Chapter 5

Paisley

My hands shake the entire drive back into town. The short distance from Johnson River Adventures to the little vacation rental cabin feels endless, every curve in the road another chance for me to second-guess myself. But I don’t stop. I can’t.

The moment I pull into the driveway, I kill the engine and sit there for a long minute, staring at the steering wheel. My eyes burn. I blink hard, refusing to let the tears fall yet.

Inside, I move on autopilot. I strip off the damp clothes that still smell like river water and Dean’s campfire, then step into the shower.

The hot water feels too good, but it only makes the ache in my chest worse.

I scrub quickly, trying not to think about Dean’s wandering hands, or the way he tucked me against his chest like I belonged to him.

I pack in record time. Clothes get thrown into my suitcase, I shove toiletries into my bag, and I scan the room twice to make sure I haven’t left anything behind. The place already feels empty. Like it knows I’m running.

By the time I load everything into the rental SUV and slam the trunk, the sun is dipping lower in the sky, painting the mountains in soft golds and pinks I’m trying very hard to ignore.

I climb behind the wheel, grip the steering wheel until my knuckles turn white, and pull out onto the main road heading out of Crescent Ridge.

This is the right decision. It has to be.

A vacation fling. That’s all it was. Two days of kisses and cuddles and feeling safe in the middle of nowhere.

He never asked for more. Never said anything about tomorrow, next week, or forever.

I was just the clumsy tourist who smacked him in the face and got swept down the wrong branch of the river.

A fun story for him to tell his brothers later.

Meanwhile, I was falling in love with him.

The realization sits like a stone in my throat as I drive.
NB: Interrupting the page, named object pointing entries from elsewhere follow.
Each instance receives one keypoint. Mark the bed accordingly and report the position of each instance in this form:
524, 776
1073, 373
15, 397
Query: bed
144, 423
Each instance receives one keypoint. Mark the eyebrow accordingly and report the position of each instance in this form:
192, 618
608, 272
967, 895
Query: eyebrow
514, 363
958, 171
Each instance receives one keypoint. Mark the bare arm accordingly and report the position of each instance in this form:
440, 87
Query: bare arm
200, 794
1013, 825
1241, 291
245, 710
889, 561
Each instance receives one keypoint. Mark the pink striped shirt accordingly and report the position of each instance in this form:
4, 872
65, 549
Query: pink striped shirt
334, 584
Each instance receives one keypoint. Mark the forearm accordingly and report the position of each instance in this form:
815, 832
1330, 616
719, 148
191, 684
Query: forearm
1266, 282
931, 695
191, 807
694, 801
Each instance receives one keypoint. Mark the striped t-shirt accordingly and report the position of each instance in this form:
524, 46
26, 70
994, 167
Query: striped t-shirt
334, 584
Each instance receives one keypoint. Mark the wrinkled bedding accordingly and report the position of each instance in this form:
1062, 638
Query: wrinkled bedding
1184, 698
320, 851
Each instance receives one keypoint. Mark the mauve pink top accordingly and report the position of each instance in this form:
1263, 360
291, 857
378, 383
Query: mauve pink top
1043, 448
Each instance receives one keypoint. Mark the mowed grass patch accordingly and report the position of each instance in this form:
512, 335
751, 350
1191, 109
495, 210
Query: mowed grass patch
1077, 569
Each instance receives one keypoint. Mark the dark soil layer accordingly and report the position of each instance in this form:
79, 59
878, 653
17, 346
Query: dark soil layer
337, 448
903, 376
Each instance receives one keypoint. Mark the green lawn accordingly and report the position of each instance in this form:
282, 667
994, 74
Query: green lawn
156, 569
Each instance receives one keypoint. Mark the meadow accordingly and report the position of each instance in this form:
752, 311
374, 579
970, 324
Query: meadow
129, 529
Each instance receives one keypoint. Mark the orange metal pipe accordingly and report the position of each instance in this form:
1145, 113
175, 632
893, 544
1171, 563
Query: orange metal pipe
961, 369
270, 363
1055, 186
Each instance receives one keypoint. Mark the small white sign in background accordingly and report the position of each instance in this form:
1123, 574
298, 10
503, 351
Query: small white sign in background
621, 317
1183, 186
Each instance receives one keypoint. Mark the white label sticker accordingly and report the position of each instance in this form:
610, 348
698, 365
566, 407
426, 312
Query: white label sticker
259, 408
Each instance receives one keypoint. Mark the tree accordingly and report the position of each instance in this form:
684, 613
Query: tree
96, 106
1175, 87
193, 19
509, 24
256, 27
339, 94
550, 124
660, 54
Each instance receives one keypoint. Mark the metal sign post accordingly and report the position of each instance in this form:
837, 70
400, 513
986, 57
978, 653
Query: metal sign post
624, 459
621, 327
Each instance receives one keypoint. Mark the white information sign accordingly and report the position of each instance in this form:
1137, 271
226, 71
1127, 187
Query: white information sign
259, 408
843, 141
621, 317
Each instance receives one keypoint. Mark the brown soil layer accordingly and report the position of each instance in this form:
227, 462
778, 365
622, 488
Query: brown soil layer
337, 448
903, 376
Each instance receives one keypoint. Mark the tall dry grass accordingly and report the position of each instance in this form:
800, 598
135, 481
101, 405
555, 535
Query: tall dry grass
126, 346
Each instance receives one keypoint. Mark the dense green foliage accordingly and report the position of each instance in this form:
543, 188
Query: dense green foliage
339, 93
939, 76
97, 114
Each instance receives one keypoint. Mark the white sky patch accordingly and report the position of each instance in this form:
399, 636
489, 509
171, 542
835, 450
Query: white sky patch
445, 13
Denver waits for me. My tiny apartment with paper-thin walls, the endless traffic, the banking job that pays the bills but never quite fills the emptiness.

Back to crowded sidewalks and honking horns and pretending I don’t feel completely alone in a city of millions.

Tears blur my vision. I swipe at my eyes angrily.

Get it together, Paisley.

I’m so lost in my thoughts that I almost miss the flashing lights up ahead.

Red and blue strobes cut through the twilight.

A line of traffic cones and sheriff’s department vehicles blocks the two-lane road out of town.

A deputy stands in the middle directing cars, but it looks like they’re turning everyone around.

“What the…?” I mutter, slowing to a stop behind a line of other vehicles.

I roll down my window as the deputy approaches.

“Road’s closed ahead, ma’am. County’s doing a bridge inspection. So I’m gonna need you to turn around and take the detour through town.”

Of course. Because the universe clearly isn’t done torturing me today.

I manage a weak nod and start the painful process of turning around in the growing line of traffic.

My chest feels tight. The bleak future I was dreading stretches out in front of me again.

Quiet nights scrolling on my phone, wondering what Dean’s doing, if he even thinks about me after I left without saying goodbye.

I can’t do this. Not like this.

Spotting a small turnoff ahead I pull over, idling on the shoulder.

My hands are trembling on the wheel. I could rent a room for another night.

Stay in Crescent Ridge, track Dean down tomorrow morning when I’ve had time to pull myself together, and actually talk to him.

Ask him what this was. Tell him how I feel, even if it terrifies me.

I will talk to that man, so help me.

A heavy sigh escapes me as I wipe my eyes again and glance in the rearview mirror, looking for a safe place to do a U-turn.

Tap tap.

I jump at the sharp sound on my window. My head whips around.

There’s Dean. Soaking wet, chest heaving like he ran the entire way, green eyes wild with something raw and desperate as he stares at me through the glass.